One `.npz` intervention shard, emitted by the Python patch runner (the
model-interaction boundary, DOSE's harness), consumed by the Rust calibration
fit:

```text
row_id        (m,)  int64   — corpus row of the token
atom          (m,)  int64   — atom index k
dose          (m, d) f64    — Δt applied (0 for controls)
nu_hat_1      (m,)  f64     — Rung-1 predicted nats (½‖UᵀΔx‖²)
nu_hat_2      (m,)  f64     — Rung-2 predicted nats (behavior decoder), NaN if no y-block
nu_measured   (m,)  f64     — realized KL(clean‖patched), nats
group         (m,)  int64   — document/question id (the G2 split unit)
is_control    (m,)  bool    — Δt = 0 splice
layer, seed   scalars
```

The patch runner reuses `_capture_activations`' splice hook (`gamfit/torch/
harvest.py`) — patching IS the splice path the downstream harvest already
exercises, with the spliced row now `x + Δ` instead of a probe.

## 7. Rust surfaces (reusable, small)

* `intervention_shard.rs` — load/validate the shard (the `load_harvest_shard`
  discipline: f32/f64 promotion at the boundary, schema asserts, group-level
  split with a persisted, seeded manifest).
* `calibration_fit.rs` — assemble the §3 GAM from a shard's training split and
  fit with the existing engine; output type
  `ChartCalibration { respeed: Vec<f64> /* s_k per atom-axis */,
  curve: MonotoneSmoothSummary, floor_nats: f64,
  heldout_error: CalibrationHeldout }`. No method on it can touch a term's
  gates/decoders — re-speed applies through the same chart-transfer path
  `chart_canonicalization` uses for gauge moves (it IS a gauge move).
* `calibration_certificate.rs` — the G2 held-out report + G3 floor provenance,
  attached beside the existing fit certificates.

## 8. Acceptance tests (planned with the implementation)

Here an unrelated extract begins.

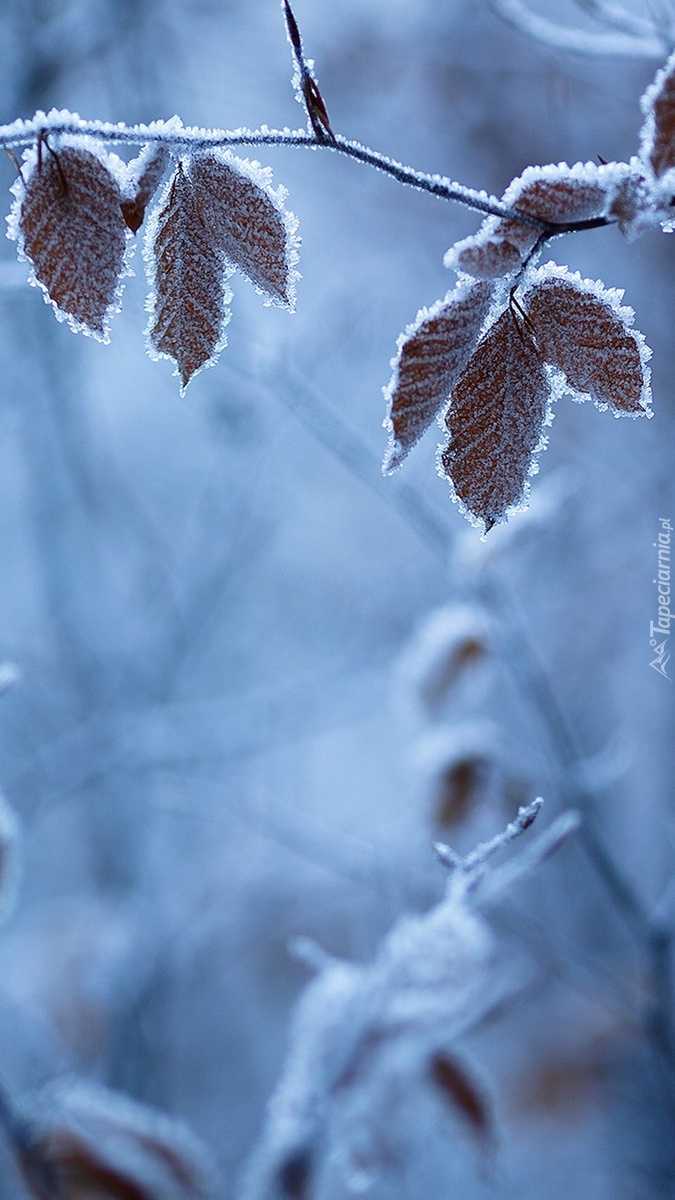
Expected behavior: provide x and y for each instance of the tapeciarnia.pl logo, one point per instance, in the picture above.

1. **Synthetic oracle:** a toy "model" whose true KL under splice is computable
   in closed form; check the calibration recovers a known per-atom speed
   distortion `s_k` and that held-out error shrinks accordingly.
2. **Guard tests:** (G1) the public API provably cannot route realized KL into
   the fit criterion — type-level check plus a test that a calibration run
   leaves gates/decoders/membership bit-identical; (G2) the split manifest is
   stable across refits; (G3) the floor equals the Δt=0 null quantile, and
   below-floor atoms are excluded with the "unmeasurable" tag.
3. **Consistency:** as dose→0, measured/predicted → 1 within the control-null
   band (the Fisher metric is the correct local limit — this doubles as an
   end-to-end validation of the Rung-1 sketch on the real model).